I am currently integrating some playbooks to run from AWX: the playbooks used to run from the commandline only, and only one at a time (whereas we have multiple environments). There are some things to adapt to in them, tied to the execution environments or inventory management.
I thus find myself frequently updating my playbook repo, syncing both inventory source and project in AWX and re-launching the job template and this takes time. The AWX web console for getting job outputs is great but also takes time to refresh compared to running Ansible in a single shell on my machine.
My question is thus: what would be the best way to short-cycle this loop while still keeping the specifics of AWX (execution environment, etc)? Ideally, I would have a single command to run over my local playbook git repo to validate my changes and be confident they would run w/o errors when done in AWX. I would tend to think this would be something like ansible-runner but I don’t know which exact arguments to use for it.

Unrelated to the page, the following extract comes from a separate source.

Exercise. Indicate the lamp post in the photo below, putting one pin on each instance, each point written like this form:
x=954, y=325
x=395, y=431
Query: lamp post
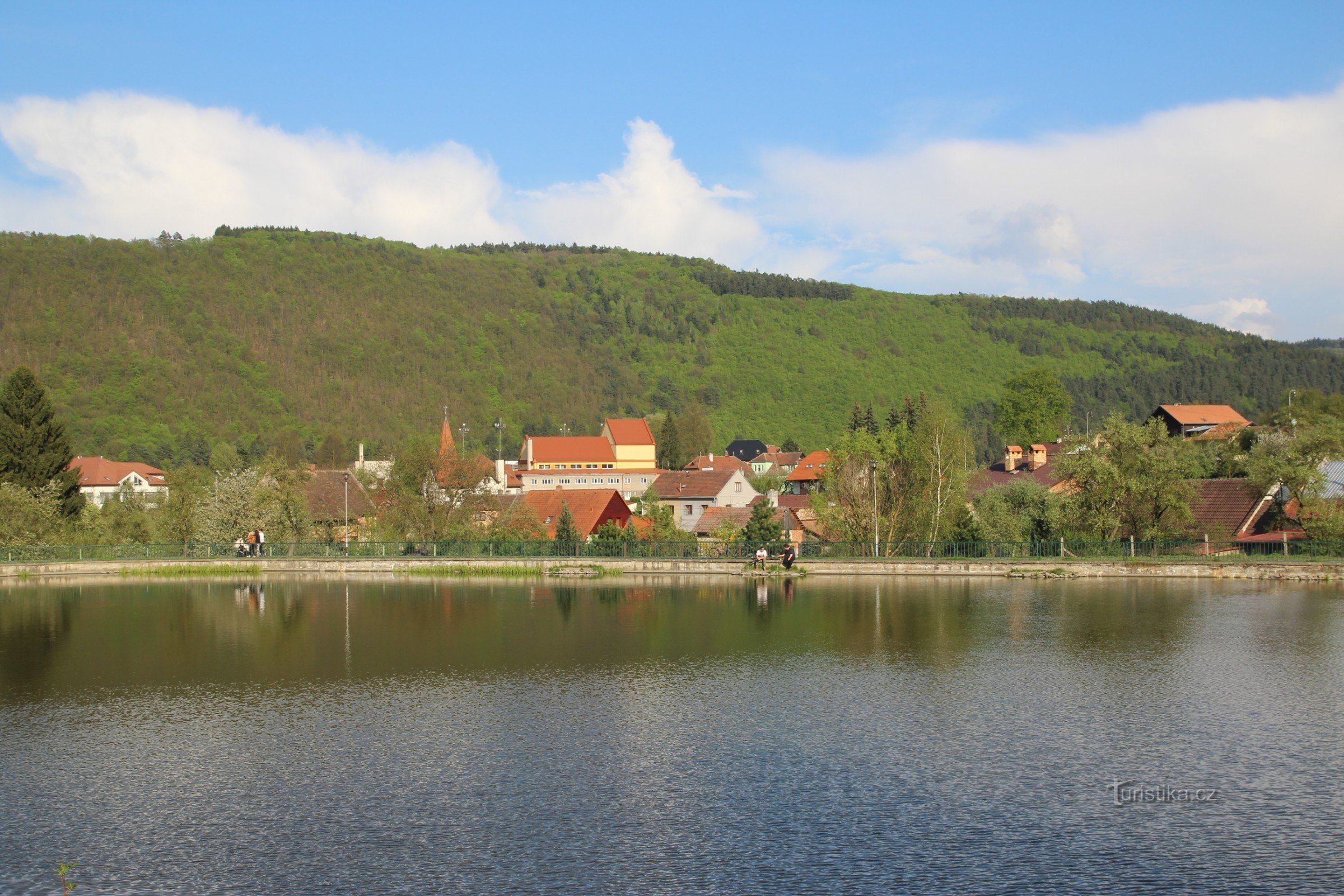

After reading more and building a custom execution environment myself (which worked great, thanks for ansible-builder btw!), I am now certain ansible-runner is what I want to use to be able to run jobs on my machine with the same execution environment and parameters than within AWX.
The thing is I cannot manage to find the actual ansible-runner arguments which are used when a job is run. The closest I could get was using the AWX CLI client and finding a related commandline for a job in its job_args variable:
This is one level too deep: it calls directly ansible-playbook and does not describe how the ansible-runner was called. I also don’t know whether it’s the directory input interface (described at https://ansible-runner.readthedocs.io/en/latest/intro/#inputdir) or the commandline which was used.
Would you have any hint? Are you guys using such an interface to debug/run jobs on your workstation?
Yes it’s local dev based. navigator can be used with or without EEs as well. The idea though is to develop and test a custom EE locally but that’s then consistent throughout wherever else it gets used.